Она сделала вид, что смотрит в небо. Быть может, в это время глаза ее заволакивали слезы. Кивнула, дескать, вижу.
— Красавицы, правда, Сезе? А ты посмотри, как полыхает Капелла![17]
Звезды… Бедный отец! Какое развлечение… Одной рукой он накручивал на палец локон своего парика, а другой?!. увы, да, у него на коленях сидела Пиччини, его вражина, и он гладил ее по головке.
С Виллы долетал шелест листьев, тихий, протяжный, невесомый; с пустынной улицы доносился звук редких шагов и быстрый, легкий цокот копыт одинокого торопливого экипажа; звонок — и за ним протяжный скрежет трамвайной дуги, скользящей по электрическим проводам; казалось, этот скрежет тащил за собой всю улицу, дома и деревья. Потом все смолкало, и в усталой тишине раздавался, долетая откуда-то издалека, из неведомого дома, звук фортепьяно. Мелодия нежная, словно окутанная вуалью, грустная, она брала за душу и не отпускала — наверное, чтобы дать душе почувствовать, что мир погружен в тяжелую печаль.
«Ах да, замуж…» — быть может, думалось Луизетте. Может, Луизетта воображала, будто это она сидит в далеком, чужом доме и играет на фортепьяно, унимая боль далеких и грустных воспоминаний, навсегда отравивших ей жизнь.

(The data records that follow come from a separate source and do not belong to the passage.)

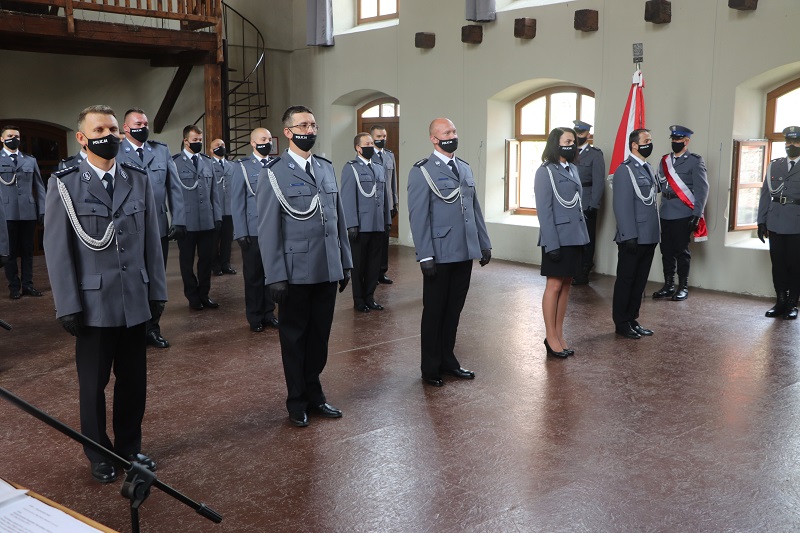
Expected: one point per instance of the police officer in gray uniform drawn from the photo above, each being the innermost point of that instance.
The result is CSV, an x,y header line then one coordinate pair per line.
x,y
635,187
779,221
386,159
203,209
304,247
223,173
680,219
258,304
22,199
592,169
104,260
155,158
449,232
368,219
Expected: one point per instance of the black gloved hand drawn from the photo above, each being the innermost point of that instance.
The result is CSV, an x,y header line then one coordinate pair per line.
x,y
428,268
486,256
72,323
176,233
279,291
762,232
156,309
345,280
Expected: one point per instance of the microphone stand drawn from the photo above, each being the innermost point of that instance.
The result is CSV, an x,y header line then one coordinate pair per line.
x,y
139,479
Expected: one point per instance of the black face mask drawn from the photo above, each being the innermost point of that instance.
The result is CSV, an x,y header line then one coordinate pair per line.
x,y
140,134
104,147
264,149
645,150
567,152
449,145
304,142
367,152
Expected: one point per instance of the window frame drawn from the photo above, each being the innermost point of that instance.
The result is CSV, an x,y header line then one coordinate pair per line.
x,y
579,91
366,20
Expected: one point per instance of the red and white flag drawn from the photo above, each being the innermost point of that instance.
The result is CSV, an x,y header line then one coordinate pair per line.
x,y
632,119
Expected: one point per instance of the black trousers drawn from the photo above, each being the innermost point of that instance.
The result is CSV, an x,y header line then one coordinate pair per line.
x,y
20,244
366,251
97,352
222,244
632,271
305,326
258,304
196,288
675,252
443,297
784,252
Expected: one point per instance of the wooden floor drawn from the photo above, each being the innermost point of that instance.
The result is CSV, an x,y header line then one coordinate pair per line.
x,y
694,429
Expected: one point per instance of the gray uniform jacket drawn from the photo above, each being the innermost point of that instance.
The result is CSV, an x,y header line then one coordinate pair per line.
x,y
558,225
201,201
692,170
163,176
223,175
448,232
368,213
390,174
21,188
636,218
780,218
592,170
302,252
243,196
112,287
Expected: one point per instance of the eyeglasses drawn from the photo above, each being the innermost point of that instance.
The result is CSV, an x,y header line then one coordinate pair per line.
x,y
305,126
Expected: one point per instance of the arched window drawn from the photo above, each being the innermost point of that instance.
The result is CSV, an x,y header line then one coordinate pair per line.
x,y
535,116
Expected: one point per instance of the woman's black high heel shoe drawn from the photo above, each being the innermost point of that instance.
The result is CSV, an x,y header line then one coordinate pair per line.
x,y
554,353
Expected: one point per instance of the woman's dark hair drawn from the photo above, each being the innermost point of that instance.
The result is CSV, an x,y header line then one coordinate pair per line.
x,y
552,153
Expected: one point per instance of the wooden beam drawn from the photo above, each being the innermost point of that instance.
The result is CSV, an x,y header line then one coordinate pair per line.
x,y
173,92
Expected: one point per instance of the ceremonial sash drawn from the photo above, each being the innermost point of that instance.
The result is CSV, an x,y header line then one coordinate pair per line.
x,y
685,194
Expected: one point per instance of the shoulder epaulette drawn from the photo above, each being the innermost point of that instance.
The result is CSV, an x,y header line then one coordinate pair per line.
x,y
65,171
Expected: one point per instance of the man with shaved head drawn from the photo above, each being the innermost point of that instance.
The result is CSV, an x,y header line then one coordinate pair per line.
x,y
258,305
449,232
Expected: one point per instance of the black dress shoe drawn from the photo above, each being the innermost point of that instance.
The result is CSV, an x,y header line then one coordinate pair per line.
x,y
628,332
435,382
104,472
328,411
208,302
462,373
143,460
298,418
154,339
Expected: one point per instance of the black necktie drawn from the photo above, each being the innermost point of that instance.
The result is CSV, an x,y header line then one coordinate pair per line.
x,y
452,165
109,182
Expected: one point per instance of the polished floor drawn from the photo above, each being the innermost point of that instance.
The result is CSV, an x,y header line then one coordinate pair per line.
x,y
694,429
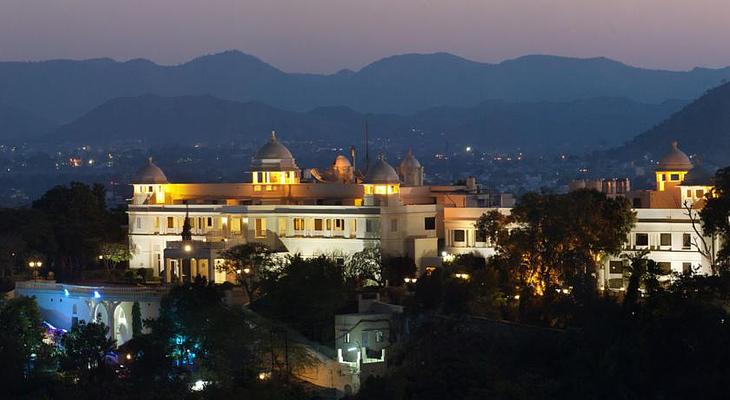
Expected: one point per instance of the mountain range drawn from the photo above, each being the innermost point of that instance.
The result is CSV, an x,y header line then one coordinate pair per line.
x,y
495,124
702,128
63,90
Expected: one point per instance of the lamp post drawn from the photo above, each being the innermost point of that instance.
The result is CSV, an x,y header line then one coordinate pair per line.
x,y
34,266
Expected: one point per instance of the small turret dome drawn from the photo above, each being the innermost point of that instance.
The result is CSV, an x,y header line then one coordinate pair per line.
x,y
698,176
342,162
409,162
273,156
675,160
149,174
381,173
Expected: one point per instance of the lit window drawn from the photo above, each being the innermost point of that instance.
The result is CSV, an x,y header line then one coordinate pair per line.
x,y
616,267
260,228
429,223
686,241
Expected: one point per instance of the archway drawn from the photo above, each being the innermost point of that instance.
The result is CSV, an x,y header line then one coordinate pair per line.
x,y
101,315
122,323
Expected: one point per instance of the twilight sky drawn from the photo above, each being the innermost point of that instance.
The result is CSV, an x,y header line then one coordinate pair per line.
x,y
328,35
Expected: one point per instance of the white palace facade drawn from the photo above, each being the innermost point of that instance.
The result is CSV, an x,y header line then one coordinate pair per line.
x,y
341,210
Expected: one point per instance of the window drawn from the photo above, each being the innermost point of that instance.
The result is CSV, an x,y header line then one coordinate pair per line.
x,y
481,236
394,225
686,241
282,226
429,223
260,228
616,267
665,268
686,268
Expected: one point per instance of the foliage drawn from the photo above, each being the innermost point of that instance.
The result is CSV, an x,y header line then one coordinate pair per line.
x,y
715,213
554,241
308,295
80,222
21,341
84,348
396,269
136,320
366,267
113,254
253,265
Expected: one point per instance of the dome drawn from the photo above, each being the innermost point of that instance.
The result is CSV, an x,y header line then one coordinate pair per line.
x,y
698,176
273,149
149,174
381,172
341,162
675,160
273,156
409,162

Сможет ли она предаваться иллюзиям? Сумеет ли не дать увянуть, как вянут цветы в немом, леденящем воздухе разочарования, от которого, возможно, уже нет спасения, всем тем невинным мечтам, рождающимся порой в ее душе? Я заметил, что она нарочно разыгрывает из себя стервозную девицу, иногда становится грубоватой, язвительной, дабы не выглядеть нежной и доверчивой. Вероятно, ей хочется быть резвой и веселой, как не раз, в минуту счастливого забытья, едва она поднималась с постели, подсказывало ей собственное отражение в зеркале: но вместо глаз, которые могли бы лучиться и сиять радостью, — отсутствующий, тусклый, холодный взгляд. Бедные прекрасные глаза! Как часто из-под нахмуренных бровей она глядит в пустоту, и раздается тихий вздох, такой тихий, словно она сама не желает его слышать! И как меняется цвет этих прекрасных глаз, как затуманиваются они каждый раз, когда она так тихонько себе вздыхает!

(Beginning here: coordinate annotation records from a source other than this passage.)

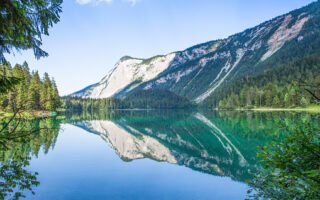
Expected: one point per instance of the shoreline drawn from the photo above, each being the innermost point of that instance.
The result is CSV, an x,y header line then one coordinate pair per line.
x,y
35,114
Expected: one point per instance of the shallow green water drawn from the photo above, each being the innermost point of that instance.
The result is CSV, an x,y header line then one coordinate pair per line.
x,y
168,154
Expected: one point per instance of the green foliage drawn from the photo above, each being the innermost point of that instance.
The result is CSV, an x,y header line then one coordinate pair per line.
x,y
29,93
23,22
76,104
156,98
142,99
290,168
18,141
277,87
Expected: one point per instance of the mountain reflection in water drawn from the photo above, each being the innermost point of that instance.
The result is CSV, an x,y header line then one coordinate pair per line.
x,y
221,144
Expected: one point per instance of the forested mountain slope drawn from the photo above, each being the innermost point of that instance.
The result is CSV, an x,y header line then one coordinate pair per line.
x,y
202,73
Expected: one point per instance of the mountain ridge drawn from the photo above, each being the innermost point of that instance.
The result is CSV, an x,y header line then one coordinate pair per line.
x,y
200,71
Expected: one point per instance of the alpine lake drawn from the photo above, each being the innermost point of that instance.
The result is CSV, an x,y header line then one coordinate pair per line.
x,y
149,154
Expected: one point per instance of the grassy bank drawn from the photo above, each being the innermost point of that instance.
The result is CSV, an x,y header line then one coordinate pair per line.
x,y
311,108
28,114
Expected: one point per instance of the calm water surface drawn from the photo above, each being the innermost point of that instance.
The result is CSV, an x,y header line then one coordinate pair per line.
x,y
151,154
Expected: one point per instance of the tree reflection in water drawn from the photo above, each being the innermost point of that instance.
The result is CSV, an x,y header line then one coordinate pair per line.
x,y
16,151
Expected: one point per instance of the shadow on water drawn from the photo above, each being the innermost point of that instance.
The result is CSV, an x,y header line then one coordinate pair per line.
x,y
15,154
219,143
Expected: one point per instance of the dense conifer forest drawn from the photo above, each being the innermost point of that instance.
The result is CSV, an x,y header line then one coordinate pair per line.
x,y
280,87
31,92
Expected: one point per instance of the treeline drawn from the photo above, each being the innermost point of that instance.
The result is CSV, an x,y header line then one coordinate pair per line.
x,y
142,99
282,87
31,92
85,104
156,99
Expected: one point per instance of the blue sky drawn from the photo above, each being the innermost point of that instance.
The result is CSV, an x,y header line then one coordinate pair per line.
x,y
93,34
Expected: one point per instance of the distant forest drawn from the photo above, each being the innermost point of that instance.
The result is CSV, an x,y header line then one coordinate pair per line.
x,y
142,99
30,92
280,87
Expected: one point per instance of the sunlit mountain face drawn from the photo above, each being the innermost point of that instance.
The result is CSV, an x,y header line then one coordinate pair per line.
x,y
204,72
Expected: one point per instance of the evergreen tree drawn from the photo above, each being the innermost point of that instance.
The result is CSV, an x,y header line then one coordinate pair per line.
x,y
33,102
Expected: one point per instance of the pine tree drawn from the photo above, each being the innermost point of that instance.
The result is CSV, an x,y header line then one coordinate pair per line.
x,y
33,102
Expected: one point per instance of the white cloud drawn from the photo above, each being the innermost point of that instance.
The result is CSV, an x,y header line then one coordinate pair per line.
x,y
96,2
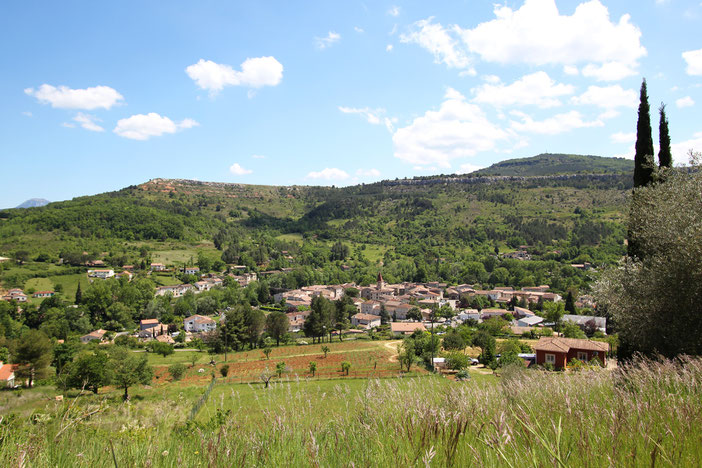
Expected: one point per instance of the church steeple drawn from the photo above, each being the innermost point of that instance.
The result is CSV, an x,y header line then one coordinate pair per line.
x,y
381,281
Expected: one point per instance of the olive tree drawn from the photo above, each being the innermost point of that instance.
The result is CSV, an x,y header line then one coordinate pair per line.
x,y
655,299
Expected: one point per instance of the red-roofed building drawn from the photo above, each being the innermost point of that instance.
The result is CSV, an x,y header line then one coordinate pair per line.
x,y
7,374
560,351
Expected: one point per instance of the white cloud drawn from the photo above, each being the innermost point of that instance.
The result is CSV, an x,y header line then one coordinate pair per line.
x,y
686,101
536,89
607,97
368,173
608,114
236,169
467,168
694,62
538,34
621,137
680,150
255,73
144,126
457,130
66,98
328,174
437,40
88,122
610,71
372,116
327,41
560,123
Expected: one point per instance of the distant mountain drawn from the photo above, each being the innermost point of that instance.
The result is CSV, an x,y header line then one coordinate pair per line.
x,y
33,203
553,164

Конечно, она давно научилась не доверять ощущениям, возможно, из опасения заразиться болезнью своей матери. На это указывают внезапные смены настроения, бледность вслед за пылающим румянцем, от которого все ее личико становится пунцовым, умиротворенное спокойствие, которое наступает вслед за мрачной подавленностью. Кто знает, как часто, идя по улице с отцом или матерью, ее ранит звук смеха и ей кажется, что воздушное голубое платьице из швейцарского шелка давит ей на плечи, как ватник заключенной, и до чего же ей хочется сорвать с головы соломенную шляпку, изломать ее обеими руками и швырнуть… матери в лицо? или отцу… нет-нет, куда подальше, на землю, и растоптать. Ей кажется буффонадой, постыдным фарсом быть одетой, как девушка из приличной семьи, быть нарядной, очаровательной барышней, в головке которой роятся прекрасные мечты, — ведь потом, дома или на улице, все, что есть гадкого, уродливого, дикого, обнажается и выползает наружу из почти ежевечерних скандалов родителей, внушающих ей печаль, и стыд, и омерзение.
Мне кажется, она глубоко все это уже прочувствовала: в мире, созданном ее родителями с их комической внешностью, с их гротескной, смехотворной, бешеной ревностью, беспорядочной жизнью, нет и не может быть воздуха и света, не может быть места для ее прелести. Как может раскрыться прелесть, как она может дышать, озаряясь нежным, тихим светом радости, посреди всего этого комического уродства, которое ее сдерживает, душит и гасит?
Она как бабочка, приколотая булавкой, но еще живая. Не осмеливается взмахнуть крыльями вовсе не потому, что не надеется освободиться, а чтобы стать незаметнее.